Galvin’s complaint, which detailed how the alleged market-timing and late-trading scheme worked, seeks restitution and an unspecified fine, according to a report in the Boston Globe. The complaint charges that the brokers hid their trades by linking them to fake order numbers, different branch codes, misspelled or false names, and altered faxes that, although sent after the close of the markets, listed the trading price at the 4 p.m. closing.
The three former brokers, Martin Druffner, Justin Ficken and Skifter Ajro, referred to in the latest complaint as the “Druffner Group,” and office managers from the Boston office were charged with fraud related to market timing earlier this fall, but although named, were not charged in the latest complaint.

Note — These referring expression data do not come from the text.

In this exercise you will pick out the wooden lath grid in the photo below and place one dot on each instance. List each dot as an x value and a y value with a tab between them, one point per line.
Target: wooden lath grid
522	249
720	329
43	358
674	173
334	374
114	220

Galvin’s complaint says that executives knew about the illegal trades, but, because the commissions were so large, ignored them. However, Prudential, which said it hadn’t yet seen the complaint, nonetheless noted that it didn’t involve trading in Prudential’s own mutual funds, but Prudential brokers who were buying other mutual funds.
Prudential Securities is also under investigation by the US Securities and Exchange Commission, as well as New York Attorney General Eliot Spitzer and the National Association of Securities Dealers.
State and federal investigators continue a widespread probe of the mutual fund industry focusing on late trading and market timing.